It feels a little peculiar to be writing this about a grown man and successful businessman but Michael O’Leary’s comments this week fully deserve to be challenged. O’Leary (60) expressed his dissatisfaction with the weight allotted to his dual Grand National winner Tiger Roll in a series of bizarre statements and personal attacks on handicapper Martin Greenwood. The best metaphor I can use to summarise his tirade is that of a child storming off and declaring that they are taking their ball home. There are two major problems with O’Leary’s protests, their legitimacy and the manner in which he delivered them.
One of O’Leary’s most problematic statements was this: “Since we are responsible for the welfare of Tiger Roll, we must protect him from the idiotic opinion of this handicapper.” It is absolutely unacceptable to be so alarmingly disrespectful both in normal society and within this professional context. Martin Greenwood is an experienced professional who does not deserve to have his intelligence called into question for simply doing his job.
Perhaps more disturbingly, his statement suggests that the handicapper doesn’t care about horse welfare. Such unfounded accusations are both harmful and incredibly insulting. One can only assume that this was his intention which is both childish and spiteful. The complete lack of respect and humility shown points to a deeper issue. The sense of entitlement conveyed here only stops short of saying the cliched ‘don’t you know who I am?’ which is disappointing to say the least.
Another issue at play here is the legitimacy of O’Leary’s argument. The primary job of the handicapper is to provide a fair playing field wherein every horse has an equal chance of winning. While there is room for sentiment, providing Tiger Roll with the penalty kick O’Leary is after is unfair to the connections of the other horses running in the race.

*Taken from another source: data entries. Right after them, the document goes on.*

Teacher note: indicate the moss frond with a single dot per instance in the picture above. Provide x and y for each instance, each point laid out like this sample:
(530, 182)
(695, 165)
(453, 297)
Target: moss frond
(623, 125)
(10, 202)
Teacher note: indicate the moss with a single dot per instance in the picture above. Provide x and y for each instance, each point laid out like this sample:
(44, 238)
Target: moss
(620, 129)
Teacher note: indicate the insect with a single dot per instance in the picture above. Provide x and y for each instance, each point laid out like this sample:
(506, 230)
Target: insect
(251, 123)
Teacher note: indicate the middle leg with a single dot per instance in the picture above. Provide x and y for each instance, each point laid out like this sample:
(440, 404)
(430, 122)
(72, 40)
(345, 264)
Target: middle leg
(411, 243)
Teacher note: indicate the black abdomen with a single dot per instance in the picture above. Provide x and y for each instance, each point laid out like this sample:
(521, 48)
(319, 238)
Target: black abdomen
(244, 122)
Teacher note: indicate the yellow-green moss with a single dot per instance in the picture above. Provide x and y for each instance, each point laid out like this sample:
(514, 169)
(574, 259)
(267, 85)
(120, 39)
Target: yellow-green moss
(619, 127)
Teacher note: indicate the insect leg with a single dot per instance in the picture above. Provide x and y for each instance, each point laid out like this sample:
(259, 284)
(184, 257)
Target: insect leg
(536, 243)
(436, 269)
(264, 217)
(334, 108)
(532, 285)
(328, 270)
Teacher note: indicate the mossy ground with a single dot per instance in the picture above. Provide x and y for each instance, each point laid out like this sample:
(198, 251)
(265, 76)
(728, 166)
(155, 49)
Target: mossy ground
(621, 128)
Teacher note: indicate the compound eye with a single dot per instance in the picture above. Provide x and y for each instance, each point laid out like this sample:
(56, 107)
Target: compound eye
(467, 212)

O’Leary’s attempts to handicap his own horses set a dangerous precedent, if he was able to influence the handicapper the integrity of the sport would be threatened.
It is refreshing to see connections not so subtle attempts to get his mark lowered since his last National victory go unrewarded. A 2lb higher mark than the one he had for his 2019 victory isn’t unreasonable and this view is echoed by Gordon Elliott: “We will see how Cheltenham goes but he has got a nice weight”. It would consequently seem as if O’Leary has chosen to fight this pointless battle alone.
Whether O’Leary had a legitimate case or not, the way in which he has gone about this is shameful. He should perhaps take a leaf out of Henry De Bromhead’s book who managed to express his disappointment in defending champion Minella Times’ new mark through polite surprise. The fact that this isn’t O’Leary’s first outburst (although it is his worst) suggests that he won’t be learning a more constructive way to argue his cases in the future.